No commission doesn't mean no cost. Spread betting's charges are quieter than share dealing's — built into prices rather than itemised on statements — which is exactly why they're worth totting up before you trade.
The spread: a charge on every single trade
You buy at the higher price and sell at the lower one, so every position starts the spread's width offside. On the FTSE 100 at a 1-point spread and £2 per point, that's £2 per round trip — trivial once, but it scales with frequency, not with success. Trade twenty times a week and the spread alone is costing around £200 a month at that stake. This is why overtrading quietly empties accounts that never took a big loss.
Overnight financing: the cost of holding
Daily rolling bets are charged financing each night they're held. The formula is simple: notional exposure × (benchmark rate + provider's markup) ÷ 365 for long positions — providers publish their markup, commonly in the 2–3% region on top of a benchmark such as SONIA. For illustration, at a combined 6% annualised a £2/pt FTSE position (£21,300 of exposure) costs about £3.50 a night — roughly £24.50 a week, £105 a month. Short positions mirror the sum (benchmark minus markup), which can even produce a small nightly credit when rates are higher than the markup. Either way: the longer you hold, the more the spread stops mattering and the financing takes over.
Daily rolling or quarterly?
Quarterly bets build their funding into a wider spread instead of charging nightly — more expensive to open, nearly free to hold. The break-even arrives after a few weeks, which is why short-term traders roll daily and position traders should price up the quarterly before defaulting to rolling.
Guaranteed-stop premiums
The only stop that caps a gap is a guaranteed one, and providers charge for it — a wider spread on the position or a fee if the stop is triggered. It's insurance: usually not worth it intraday on a liquid index, often clearly worth it holding shares through earnings or anything over a weekend.
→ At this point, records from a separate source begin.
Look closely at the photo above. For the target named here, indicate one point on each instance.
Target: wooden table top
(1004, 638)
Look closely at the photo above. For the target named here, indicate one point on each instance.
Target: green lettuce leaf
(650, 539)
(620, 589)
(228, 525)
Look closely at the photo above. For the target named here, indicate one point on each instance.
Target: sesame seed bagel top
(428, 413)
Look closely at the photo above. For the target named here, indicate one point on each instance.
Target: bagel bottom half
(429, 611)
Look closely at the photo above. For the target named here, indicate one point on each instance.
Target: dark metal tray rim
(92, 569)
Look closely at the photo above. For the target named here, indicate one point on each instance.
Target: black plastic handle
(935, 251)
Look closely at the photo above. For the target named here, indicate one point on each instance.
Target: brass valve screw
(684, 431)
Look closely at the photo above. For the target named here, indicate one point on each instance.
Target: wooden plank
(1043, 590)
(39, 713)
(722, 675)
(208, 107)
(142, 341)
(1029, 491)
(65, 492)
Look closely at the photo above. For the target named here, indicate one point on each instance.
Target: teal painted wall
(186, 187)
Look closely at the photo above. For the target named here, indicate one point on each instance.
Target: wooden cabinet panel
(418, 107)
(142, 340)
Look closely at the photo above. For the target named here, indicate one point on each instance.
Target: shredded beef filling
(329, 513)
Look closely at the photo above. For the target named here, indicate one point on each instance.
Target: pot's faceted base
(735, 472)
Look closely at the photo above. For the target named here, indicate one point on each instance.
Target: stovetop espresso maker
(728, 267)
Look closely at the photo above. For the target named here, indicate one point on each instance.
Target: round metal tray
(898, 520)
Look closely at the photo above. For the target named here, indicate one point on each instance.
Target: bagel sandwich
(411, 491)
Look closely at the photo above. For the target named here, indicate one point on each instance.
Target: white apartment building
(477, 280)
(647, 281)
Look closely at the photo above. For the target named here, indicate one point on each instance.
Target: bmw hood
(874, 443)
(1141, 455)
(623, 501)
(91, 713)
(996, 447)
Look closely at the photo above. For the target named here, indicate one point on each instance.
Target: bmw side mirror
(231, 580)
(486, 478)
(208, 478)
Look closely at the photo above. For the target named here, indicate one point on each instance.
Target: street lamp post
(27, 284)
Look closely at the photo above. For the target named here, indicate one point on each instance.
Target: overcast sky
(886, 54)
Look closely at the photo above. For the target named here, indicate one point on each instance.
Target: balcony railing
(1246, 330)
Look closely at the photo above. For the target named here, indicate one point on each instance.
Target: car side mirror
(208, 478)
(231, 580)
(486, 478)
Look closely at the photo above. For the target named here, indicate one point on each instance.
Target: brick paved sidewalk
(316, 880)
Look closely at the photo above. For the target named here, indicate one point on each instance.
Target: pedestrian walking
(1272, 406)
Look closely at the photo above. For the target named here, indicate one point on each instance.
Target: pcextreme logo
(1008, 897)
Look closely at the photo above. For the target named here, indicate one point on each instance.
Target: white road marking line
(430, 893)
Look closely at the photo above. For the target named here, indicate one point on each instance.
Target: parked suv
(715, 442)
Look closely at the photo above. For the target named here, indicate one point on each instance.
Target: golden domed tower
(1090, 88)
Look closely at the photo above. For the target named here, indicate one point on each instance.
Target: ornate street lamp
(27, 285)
Our stop-losses guide covers when the premium earns its keep.
What you don't pay
No commission at most providers, no 0.5% stamp duty (you never buy the shares), no Capital Gains Tax on profits under current rules — and because bets are priced in pounds per point, there's no currency conversion on non-UK markets, a quiet advantage over CFDs.
The small print worth reading
Check the charges schedule for inactivity fees (some firms charge dormant accounts after a year or two), market-data fees on certain share feeds, and premium platform tiers. None are scandalous; all are findable in ten minutes before you deposit rather than discovered on a statement afterwards.
Rough total for a typical beginner: the spread × how often you trade, plus financing × how long you hold. Run both through the calculators before the first real bet.
The rule that outranks every guide: never bet more than you can afford to lose.